Vancouver’s electronic music community has been known to let its work reflect its surrounding environments. If anyone has been able to take the sea to sky nature of Vancity and channel it into an album, it’s Loscil.
Sitting somewhere between dub techno and ambient with a nicely reflected icing of post-rock sensibility, Scott Morgan has spent the last five years making music to be underwater to, or at least it feels like it most days. His is a synth and dub bass movement that idles along beautifully, as reminiscent of a summer day starting at the waters around Granville Island as it is a fall’s rain dropping on the window.

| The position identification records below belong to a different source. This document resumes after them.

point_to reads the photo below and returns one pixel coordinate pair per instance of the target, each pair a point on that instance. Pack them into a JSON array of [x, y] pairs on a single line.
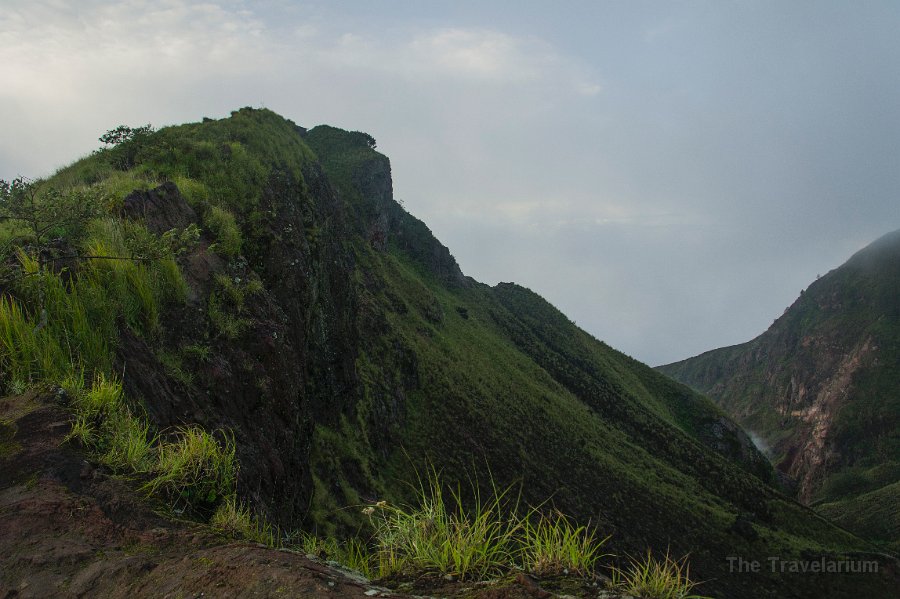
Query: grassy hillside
[[338, 341], [822, 388]]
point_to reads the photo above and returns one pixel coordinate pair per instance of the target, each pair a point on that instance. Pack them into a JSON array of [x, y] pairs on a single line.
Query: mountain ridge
[[819, 385], [340, 343]]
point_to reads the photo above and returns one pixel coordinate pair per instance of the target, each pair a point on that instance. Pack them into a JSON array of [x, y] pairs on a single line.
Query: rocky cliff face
[[819, 387], [346, 351]]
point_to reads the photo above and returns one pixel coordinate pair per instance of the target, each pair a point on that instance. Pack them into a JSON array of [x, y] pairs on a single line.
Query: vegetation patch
[[652, 578]]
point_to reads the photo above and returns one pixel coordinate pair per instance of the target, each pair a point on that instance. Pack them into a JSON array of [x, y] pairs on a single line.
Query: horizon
[[670, 176]]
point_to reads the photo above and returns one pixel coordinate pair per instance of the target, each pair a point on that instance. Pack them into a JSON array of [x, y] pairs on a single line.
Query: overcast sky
[[669, 174]]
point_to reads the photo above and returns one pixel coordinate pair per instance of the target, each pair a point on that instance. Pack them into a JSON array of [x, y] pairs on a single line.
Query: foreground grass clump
[[554, 545], [237, 520], [105, 424], [191, 467], [650, 578], [439, 534], [195, 469]]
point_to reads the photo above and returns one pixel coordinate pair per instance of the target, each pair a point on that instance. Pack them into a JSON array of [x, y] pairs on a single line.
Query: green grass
[[553, 545], [441, 534], [223, 226], [652, 578], [237, 520]]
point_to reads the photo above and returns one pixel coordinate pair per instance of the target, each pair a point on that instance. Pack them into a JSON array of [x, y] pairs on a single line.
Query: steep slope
[[821, 388], [340, 342]]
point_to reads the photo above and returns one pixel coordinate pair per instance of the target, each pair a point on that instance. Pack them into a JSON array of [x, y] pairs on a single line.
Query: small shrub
[[649, 578]]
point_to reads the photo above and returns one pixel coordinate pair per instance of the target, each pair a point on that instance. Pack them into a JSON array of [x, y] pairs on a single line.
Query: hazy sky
[[669, 174]]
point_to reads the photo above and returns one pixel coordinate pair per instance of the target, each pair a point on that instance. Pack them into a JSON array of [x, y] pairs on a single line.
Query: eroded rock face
[[161, 209], [817, 387]]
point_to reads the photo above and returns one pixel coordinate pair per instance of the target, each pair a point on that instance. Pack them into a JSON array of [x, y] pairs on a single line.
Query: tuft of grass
[[104, 423], [237, 520], [650, 578], [554, 545], [130, 444], [195, 468], [440, 534]]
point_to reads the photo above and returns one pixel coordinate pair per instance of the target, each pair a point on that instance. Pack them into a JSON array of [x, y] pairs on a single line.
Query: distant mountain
[[340, 343], [821, 389]]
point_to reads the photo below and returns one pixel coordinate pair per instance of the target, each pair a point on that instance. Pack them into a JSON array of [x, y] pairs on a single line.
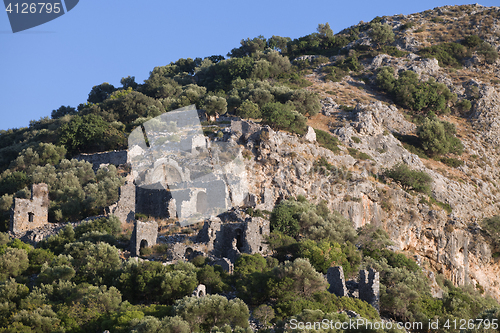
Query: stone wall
[[144, 235], [225, 239], [153, 201], [28, 214], [124, 209], [116, 158], [366, 289]]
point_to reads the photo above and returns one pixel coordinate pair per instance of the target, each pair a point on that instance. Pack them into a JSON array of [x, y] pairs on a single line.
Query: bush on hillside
[[410, 179]]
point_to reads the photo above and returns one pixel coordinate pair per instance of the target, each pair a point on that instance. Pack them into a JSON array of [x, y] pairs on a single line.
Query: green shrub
[[110, 225], [381, 33], [488, 52], [448, 54], [407, 25], [393, 51], [248, 109], [334, 73], [464, 105], [204, 313], [283, 117], [358, 155], [410, 93], [410, 179], [438, 137], [285, 217], [472, 41], [451, 162]]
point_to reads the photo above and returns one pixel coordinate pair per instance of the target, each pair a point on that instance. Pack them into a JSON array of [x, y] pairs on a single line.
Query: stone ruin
[[29, 214], [200, 291], [366, 289], [224, 241], [144, 235], [124, 208], [179, 173]]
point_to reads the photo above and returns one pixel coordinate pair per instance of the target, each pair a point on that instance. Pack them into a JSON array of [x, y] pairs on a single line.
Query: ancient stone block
[[144, 235], [28, 214], [335, 277], [369, 287], [124, 209]]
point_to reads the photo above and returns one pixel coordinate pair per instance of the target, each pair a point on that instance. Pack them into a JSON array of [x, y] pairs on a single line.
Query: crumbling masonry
[[366, 289], [29, 214], [144, 235], [225, 240]]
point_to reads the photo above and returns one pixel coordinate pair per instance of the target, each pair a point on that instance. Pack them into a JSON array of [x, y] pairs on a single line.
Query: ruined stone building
[[144, 235], [225, 239], [28, 214], [367, 288]]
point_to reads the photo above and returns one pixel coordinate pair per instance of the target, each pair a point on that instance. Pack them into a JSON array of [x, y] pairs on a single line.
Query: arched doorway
[[201, 203], [189, 253], [239, 240]]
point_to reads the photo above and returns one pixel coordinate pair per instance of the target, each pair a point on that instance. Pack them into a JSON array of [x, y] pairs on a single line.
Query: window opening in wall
[[239, 240]]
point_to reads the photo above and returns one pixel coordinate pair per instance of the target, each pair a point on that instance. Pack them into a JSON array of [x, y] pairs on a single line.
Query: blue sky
[[59, 62]]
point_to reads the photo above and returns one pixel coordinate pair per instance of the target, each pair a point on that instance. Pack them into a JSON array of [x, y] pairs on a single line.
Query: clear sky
[[59, 62]]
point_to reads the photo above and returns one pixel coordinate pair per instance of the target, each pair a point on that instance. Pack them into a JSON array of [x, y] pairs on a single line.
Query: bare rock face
[[310, 135], [284, 166], [486, 114]]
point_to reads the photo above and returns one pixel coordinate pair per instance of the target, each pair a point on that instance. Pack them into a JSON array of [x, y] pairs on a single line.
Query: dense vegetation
[[82, 285], [77, 281]]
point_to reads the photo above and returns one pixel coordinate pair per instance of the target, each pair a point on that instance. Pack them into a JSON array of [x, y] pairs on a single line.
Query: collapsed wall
[[144, 235], [367, 288], [28, 214]]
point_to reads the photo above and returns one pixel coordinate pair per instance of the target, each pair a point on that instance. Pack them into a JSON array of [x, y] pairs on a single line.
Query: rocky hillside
[[442, 229]]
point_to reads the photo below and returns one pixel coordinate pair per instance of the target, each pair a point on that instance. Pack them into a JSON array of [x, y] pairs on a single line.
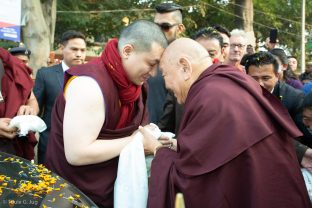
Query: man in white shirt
[[49, 81]]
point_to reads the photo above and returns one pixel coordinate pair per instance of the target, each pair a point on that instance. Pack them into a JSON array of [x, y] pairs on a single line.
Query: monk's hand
[[306, 161], [168, 142], [150, 143], [5, 130], [26, 110]]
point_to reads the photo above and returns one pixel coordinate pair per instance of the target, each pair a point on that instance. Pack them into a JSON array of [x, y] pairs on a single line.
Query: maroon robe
[[234, 149], [16, 89], [97, 180]]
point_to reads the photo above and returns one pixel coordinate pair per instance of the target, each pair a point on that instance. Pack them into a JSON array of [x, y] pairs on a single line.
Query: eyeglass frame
[[166, 26]]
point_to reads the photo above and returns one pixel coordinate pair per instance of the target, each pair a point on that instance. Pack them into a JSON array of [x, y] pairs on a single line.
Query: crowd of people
[[242, 119]]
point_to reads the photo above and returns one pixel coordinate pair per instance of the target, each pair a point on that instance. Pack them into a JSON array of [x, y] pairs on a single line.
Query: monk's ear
[[181, 29], [126, 51], [185, 67]]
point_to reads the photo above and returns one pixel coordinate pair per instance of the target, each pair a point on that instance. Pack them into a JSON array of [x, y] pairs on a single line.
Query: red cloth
[[234, 149], [127, 90], [16, 88], [96, 180]]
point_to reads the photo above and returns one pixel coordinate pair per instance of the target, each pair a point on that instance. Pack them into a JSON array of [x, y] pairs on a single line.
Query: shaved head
[[181, 64], [186, 48]]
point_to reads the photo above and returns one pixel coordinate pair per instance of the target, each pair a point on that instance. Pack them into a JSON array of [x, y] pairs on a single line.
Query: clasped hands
[[151, 144], [8, 132]]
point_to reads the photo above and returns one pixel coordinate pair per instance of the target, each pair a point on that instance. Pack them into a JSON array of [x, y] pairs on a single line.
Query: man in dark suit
[[263, 67], [168, 17], [49, 81]]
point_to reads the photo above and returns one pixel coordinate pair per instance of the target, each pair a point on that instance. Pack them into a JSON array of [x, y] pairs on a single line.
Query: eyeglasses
[[166, 26], [240, 46]]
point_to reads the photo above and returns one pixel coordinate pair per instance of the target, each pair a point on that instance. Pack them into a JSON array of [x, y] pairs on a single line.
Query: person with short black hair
[[49, 81], [264, 68], [212, 40], [292, 63], [238, 44], [226, 41], [168, 16], [286, 74], [22, 53], [101, 107], [234, 145]]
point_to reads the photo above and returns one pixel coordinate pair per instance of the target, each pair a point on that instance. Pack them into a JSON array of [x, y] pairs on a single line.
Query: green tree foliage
[[106, 20]]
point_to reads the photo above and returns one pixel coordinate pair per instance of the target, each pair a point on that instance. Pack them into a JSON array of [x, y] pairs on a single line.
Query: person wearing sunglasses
[[168, 16], [238, 43]]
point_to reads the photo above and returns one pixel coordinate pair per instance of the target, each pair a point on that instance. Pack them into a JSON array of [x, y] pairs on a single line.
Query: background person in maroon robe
[[103, 103], [234, 146], [18, 99]]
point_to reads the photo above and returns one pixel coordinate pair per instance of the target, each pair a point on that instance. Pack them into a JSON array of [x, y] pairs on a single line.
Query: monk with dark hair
[[234, 147], [102, 104], [17, 98]]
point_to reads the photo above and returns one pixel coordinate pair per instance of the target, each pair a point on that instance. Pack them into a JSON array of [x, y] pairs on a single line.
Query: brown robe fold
[[16, 88], [234, 149], [97, 180]]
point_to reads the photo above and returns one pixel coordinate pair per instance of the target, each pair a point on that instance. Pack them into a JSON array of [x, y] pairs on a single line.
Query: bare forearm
[[96, 152]]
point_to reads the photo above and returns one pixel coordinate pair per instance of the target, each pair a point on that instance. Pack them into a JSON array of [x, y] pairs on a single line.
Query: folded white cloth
[[131, 185], [26, 123]]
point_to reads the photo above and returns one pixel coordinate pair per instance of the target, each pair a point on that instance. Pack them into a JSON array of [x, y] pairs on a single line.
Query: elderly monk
[[17, 98], [234, 146]]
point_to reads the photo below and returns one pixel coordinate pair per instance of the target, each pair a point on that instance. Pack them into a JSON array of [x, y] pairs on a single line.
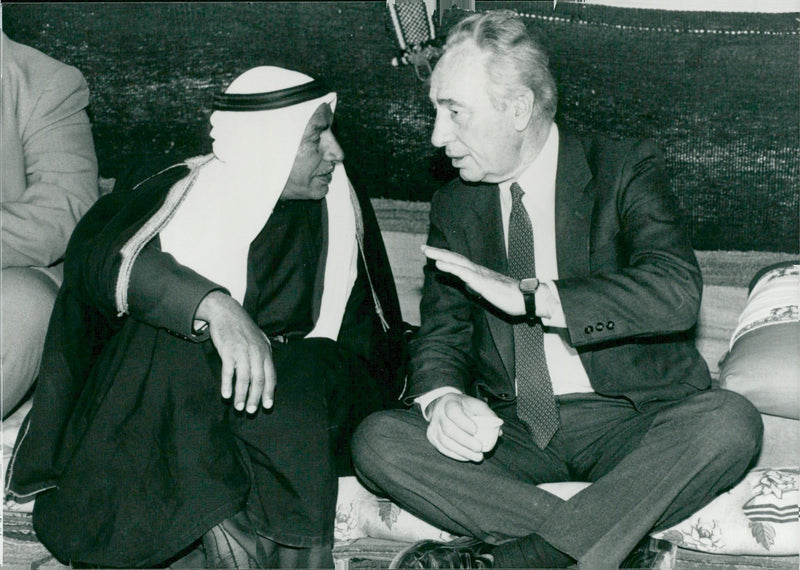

Scott’s latest record as Loscil, “Endless Falls,” continues this trend of aquatic wonder and also continues his slightly more tangible territory for those who may not be able to wrap their head around ambient. Scott frequently drums for Vancouver Indie legends Destroyer and has remixed the band to great effect in the past. So band leader and Vancouver’s unofficial poet-laureate Dan Bejar returns to favor with Loscil’s first vocal track, a tune called the making of grief point that would make the top 40 in another dimension.
It’s this kind of hybrid musical approach that defines in many ways where Vancouver music is going. Bands like Basketball sit on bills with dubstep DJs just as easily as they do at Indie rock shows. You Say Party, We Say Die looks like an your average Indie rock band until they break the kind of disco-punk breakdowns that could almost be an acid version of LCD Soundsystem. Even local industrial rockers Left Spine Down are pushing deeper into an almost unrecognizable form of electro-rock.
Vancouver as post-ambient-rock-bass haven for 2011? If things keep up, I’d think so.